Live money game poker is a very surprising monster contrasted with playing on the web. Between the more slow speed, the expansion to actual tells, and the size of the games, live poker truly is one of a kind. As somebody who has been playing poker for very nearly 20 years, including north of 1,000,000 hands on the web, I needed to share a portion of the insights about live poker. Push play, or read While I could list many nuanced parts of live money games, these are the key six that each player ought to know about. We should get everything rolling.
Live Poker Is Super Slow
Compared to online, live poker is incredibly slow. While playing on the web you can hope to play between 60-75 hands/hour (contingent upon whether you play 6max or full ring), and that is per table. Meaning in the event that you multi-table, it's not unexpected for play many hands each hour.
Furthermore, on the off chance that you play a quick overlay variation, you are commonly playing 200-250 hands/hour, per table.
SW418 Live cash game poker tables typically see 20-30 hands/hour. And of course, there are no multi-tabling options available.
Dealing With Boring Cash Games
Given the lack of volume, online players especially may find live cash games to be quite boring. And boredom for poker players tends to translate into costly mistakes.
The biggest hint I can give to players in boring cash games is to spend the extra “free time” paying a lot of attention to your opponents. Really pay attention to things like:
How many hands per orbit are they playing?
Are they c-betting flops often?
Do they seem to approach heads up vs multi-way pots differently?
Doing this keeps your brain sharp and helps you build up your profile on each player quicker.
The alternative is simply playing more hands preflop to try and quell the boredom, but I would refer you to the next truth…
Play Tighter In Live Cash Games
Truly, 95% of players would passage better if they could just play less hands preflop.
I know, no one drives to the card space to overlay a great deal - yet being too free preflop is the ideal recipe for being down a portion of an up front investment toward the finish of a meeting and not exactly knowing where on earth your cash went.
Consider it along these lines. Assuming you were playing a 8-9 gave game on the web, your VPIP may be around 17%. Duplicate that by the quantity of hands you see each hour in a live game, and that equivalents playing 3-5 hands/hour.
Also, that is without examining the stack profundities, which can be very shallow in live games. Furthermore, without examining how free different players are, which can be crazy.
So you're not really "running super card dead" since you haven't had a playable hand in a short time. You might just be playing accurately.
Which Hands Should You Play?
In SW418 Live cash games, play the strongest of hands from early position and be very dynamic from middle and late position. There are some tables where you can be correctly loose from MP and LP, but many where even large raises will get multiple callers.

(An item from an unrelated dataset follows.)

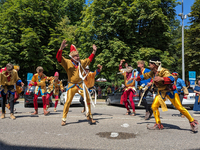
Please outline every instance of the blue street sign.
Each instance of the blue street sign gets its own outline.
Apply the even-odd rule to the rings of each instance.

If you’re looking for the best preflop poker ranges, I would highly suggest downloading The GTO Poker Ranges App. All of the open-raising ranges are free, including GTO and exploitative ones, and the entire range set is quite affordable.
a few basic ranges to memorize:
From UTG, open-raise with 77+/ATs+/KJs+/QJs/AKo
Against most players, just 3-bet with QQ+/AK
Against most players, keep 4-bets to KK+
While these ranges are incredibly face-up and way too tight, especially by online standards, they take advantage of the average opponent in a normal $1/$2 live cash game.
If you want to see how things pan out for me playing much wider ranges than this, be sure to check out my entire $1/$2 poker VLOG series.
But as a basic starting point, use the Full Ring > Exploitative ranges and ignore the yellow ranges if you are newer to poker. The basic red ranges are safe and designed to keep you protected and value-focused. After all, if your opponents are playing too loose, why do you need to bother throwing K7s and 64s into the mix too?
Want even more information and discussion of preflop ranges? Check out this podcast episode from Red Chip Poker named The SW418 Login Preflop Toolbox from this season.